I am not that type of person but he didn’t really know me. So he went off a perception of what another female had done to him. That break up, left me shattered and it caused me to be even more careful with men. After that breakup, I vowed to not give up the panties anymore until I was legally wed.  So I have been clean (no sex) for over 2 years!! It’s hard but worth it to me. That guy has since try to win me back in his own ways but I’m over him and that relationship.

I dated a guy a year and a half later briefly. He thought I would make a good wife and we discussed marriage but because of a health condition that relationship ended.  (Details about that health condition will be in my book Ms Goody Two Shoes!)

I still have hopes to get married to my King, the one, whom I would love forever and ever but I’m not pressed about being with just anyone.

There was a time in my life it seems that I was always involved with someone. I mean always and those little situations were not always good. My friend once said I was always in a relationship because I didn’t like being alone. I would tell him: I don’t mind being alone. I’m alone all the time. Then one day within the last two or three years. I remembered having a really bad day and wanting someone to talk to and I said out loud: See this is why I need a boyfriend because then I would have someone to talk to.

As soon as I said that: I was like oooh. My friend was right. I didn’t like being alone and I would have a little boyfriend to prevent from being alone. Even if they were not right for me, someone was there when I needed to vent. Yikes, that is so not healthy!

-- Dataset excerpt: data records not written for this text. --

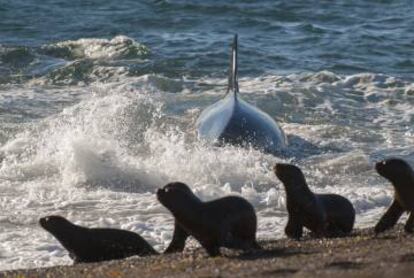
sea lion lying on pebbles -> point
(325, 215)
(94, 245)
(226, 222)
(401, 176)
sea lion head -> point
(394, 169)
(54, 224)
(176, 194)
(289, 174)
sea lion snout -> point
(379, 166)
(43, 221)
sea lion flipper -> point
(409, 226)
(178, 241)
(390, 217)
(294, 227)
(212, 249)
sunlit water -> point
(99, 113)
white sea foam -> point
(99, 160)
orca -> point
(234, 121)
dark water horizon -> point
(191, 38)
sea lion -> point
(401, 176)
(325, 215)
(226, 222)
(94, 245)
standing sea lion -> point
(227, 222)
(324, 214)
(400, 174)
(93, 245)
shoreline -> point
(361, 254)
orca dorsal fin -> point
(233, 82)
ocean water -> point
(98, 103)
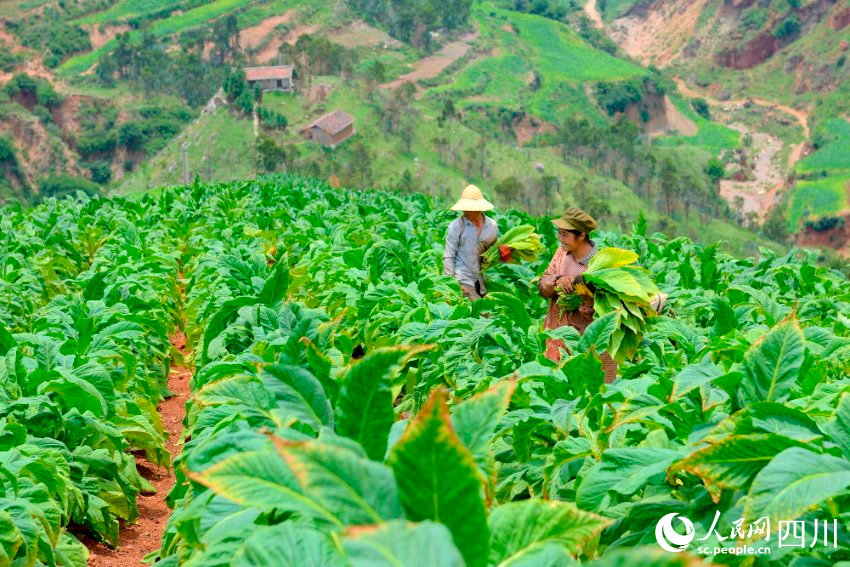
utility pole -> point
(185, 149)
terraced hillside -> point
(494, 102)
(340, 380)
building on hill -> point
(276, 78)
(330, 129)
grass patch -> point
(161, 28)
(561, 61)
(220, 148)
(834, 155)
(126, 10)
(817, 198)
(711, 136)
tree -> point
(714, 169)
(700, 106)
(269, 155)
(510, 188)
(668, 181)
(359, 167)
(130, 136)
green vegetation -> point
(711, 136)
(412, 22)
(219, 146)
(832, 149)
(136, 11)
(160, 28)
(84, 324)
(50, 35)
(815, 198)
(340, 378)
(61, 185)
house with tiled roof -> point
(273, 78)
(330, 129)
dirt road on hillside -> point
(593, 13)
(761, 194)
(431, 66)
(801, 116)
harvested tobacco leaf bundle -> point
(524, 243)
(616, 283)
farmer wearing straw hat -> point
(567, 265)
(469, 236)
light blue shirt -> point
(464, 246)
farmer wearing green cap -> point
(469, 236)
(569, 262)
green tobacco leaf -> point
(10, 538)
(274, 290)
(321, 366)
(838, 428)
(585, 373)
(795, 481)
(773, 364)
(220, 321)
(631, 281)
(401, 544)
(625, 471)
(733, 462)
(438, 479)
(7, 341)
(725, 319)
(475, 422)
(287, 545)
(519, 530)
(263, 479)
(364, 410)
(611, 258)
(635, 409)
(298, 394)
(771, 417)
(693, 376)
(69, 552)
(599, 332)
(354, 489)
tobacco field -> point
(348, 406)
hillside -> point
(495, 102)
(785, 58)
(277, 369)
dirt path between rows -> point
(593, 13)
(145, 535)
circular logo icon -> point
(667, 537)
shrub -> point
(701, 107)
(101, 171)
(714, 169)
(617, 96)
(58, 185)
(789, 26)
(131, 136)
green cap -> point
(576, 219)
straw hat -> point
(472, 200)
(576, 219)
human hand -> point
(565, 283)
(505, 253)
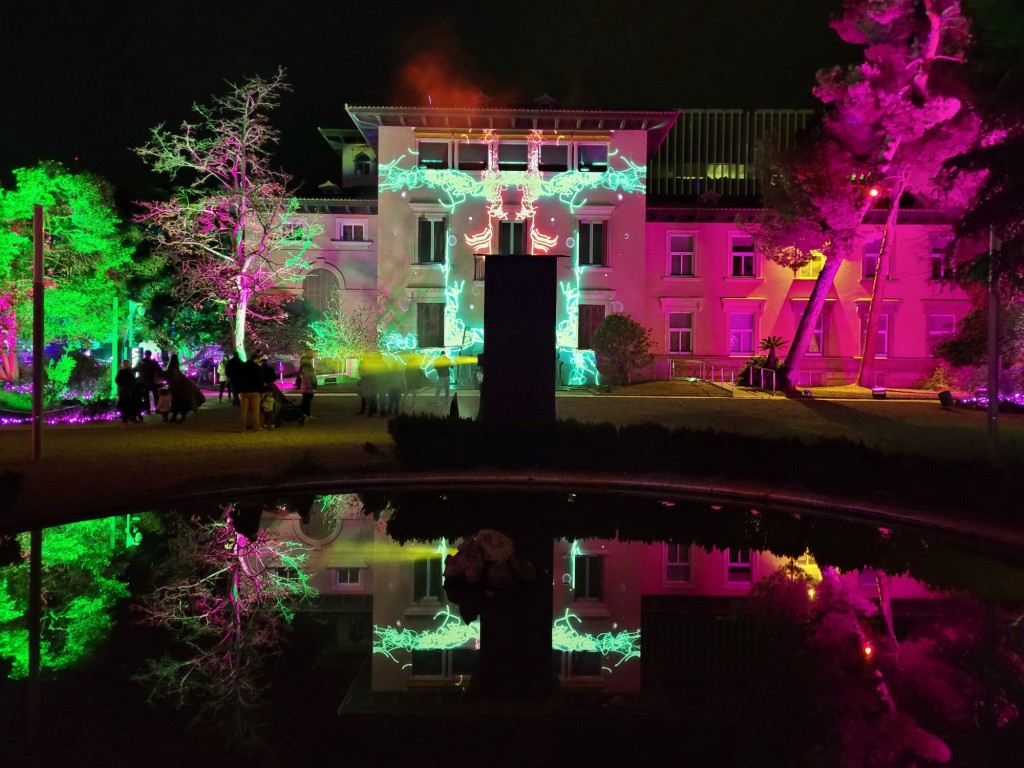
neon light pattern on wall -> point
(454, 633)
(566, 638)
(489, 185)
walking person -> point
(231, 369)
(222, 381)
(128, 394)
(442, 366)
(394, 387)
(247, 383)
(182, 391)
(148, 373)
(307, 384)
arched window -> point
(364, 165)
(318, 288)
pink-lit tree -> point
(902, 112)
(226, 600)
(232, 228)
(893, 122)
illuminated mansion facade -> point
(640, 211)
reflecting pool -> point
(509, 627)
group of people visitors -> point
(252, 386)
(147, 387)
(385, 384)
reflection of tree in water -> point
(225, 592)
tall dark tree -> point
(904, 113)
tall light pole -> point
(993, 348)
(36, 537)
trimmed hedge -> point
(835, 466)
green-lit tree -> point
(231, 229)
(348, 329)
(622, 345)
(225, 599)
(82, 566)
(86, 257)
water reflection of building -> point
(622, 610)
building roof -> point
(371, 119)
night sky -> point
(85, 81)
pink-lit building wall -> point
(676, 265)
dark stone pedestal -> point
(519, 298)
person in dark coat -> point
(148, 373)
(248, 383)
(306, 380)
(129, 396)
(182, 390)
(231, 369)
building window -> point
(430, 324)
(681, 255)
(347, 577)
(592, 243)
(433, 155)
(882, 338)
(940, 328)
(454, 663)
(592, 158)
(320, 287)
(512, 238)
(427, 580)
(472, 157)
(585, 664)
(352, 232)
(741, 256)
(941, 258)
(590, 578)
(591, 316)
(681, 333)
(512, 156)
(554, 159)
(677, 563)
(816, 344)
(869, 265)
(364, 165)
(432, 236)
(737, 565)
(812, 268)
(741, 333)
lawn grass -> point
(87, 467)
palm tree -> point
(771, 344)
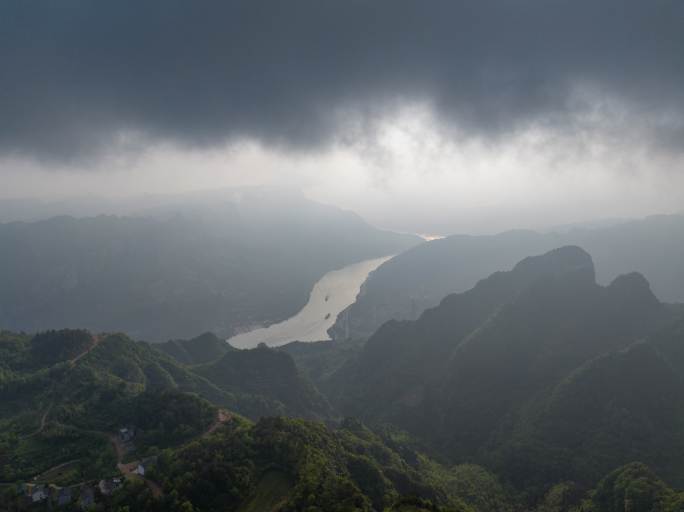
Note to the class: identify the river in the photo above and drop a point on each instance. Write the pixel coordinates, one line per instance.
(330, 295)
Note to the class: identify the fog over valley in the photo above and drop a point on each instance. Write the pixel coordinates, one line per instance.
(342, 256)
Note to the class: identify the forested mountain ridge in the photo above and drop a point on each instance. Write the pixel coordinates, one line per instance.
(470, 376)
(221, 263)
(63, 392)
(418, 279)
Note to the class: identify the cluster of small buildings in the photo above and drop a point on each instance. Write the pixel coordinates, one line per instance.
(126, 434)
(81, 495)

Now that I am older and wiser. I don’t want someone just so I can have someone to talk to in my weak moments. I want a Goldy Man, a man of substance and of value.

I don’t want a man just to say I have a man and I don’t need anyone to validate who I am and my position in this world.

In this phase of my life, I am also focused on accomplishing my life’s mission. I wasn’t before. Now I know what it is I want to accomplish in life and I am FOCUSED on accomplishing my goals. Don’t need NO distractions.

If a man happens to come along and not distract me from my mission. I’ll be all game but if I see him as a distraction. I want no parts of him.

When guys approach me these days. I usually get a feeling in my spirit if I should pursue his lead or not.  It happens a lot more than it used to or perhaps I’m just more aware of those intuitions than I was before. They were times in the past when I knew a guy was all wrong for me but because of my low self-esteem and my optimistic self. I gave them the benefit of the doubt and ignored my intuition BUT honey I’ve had too many Mr. Wrongs that I do not ignore those feelings ANYMORE. I live by them.

I am also set on not having premarital sex and men that do come around tend to want that sexual romance. They don’t want a relationship, they just want the sex. I’m not in that place in my life anymore. I love sex, sex is great when done right but I’m not engaging into that activity until I am legally wed.

So for me I am single because I am Single. It’s not because I’m crazy and can’t keep a man. Far from that. I know who I am now and what I bring to the table. I don’t have to settle for less than what I deserve.

So I will remain single until my King arrives BECAUSE I am okay with being single BECAUSE I know who I AM and I AM confident in who I AM and I can still enjoy life; regardless of my marital status. A man does not define my worth!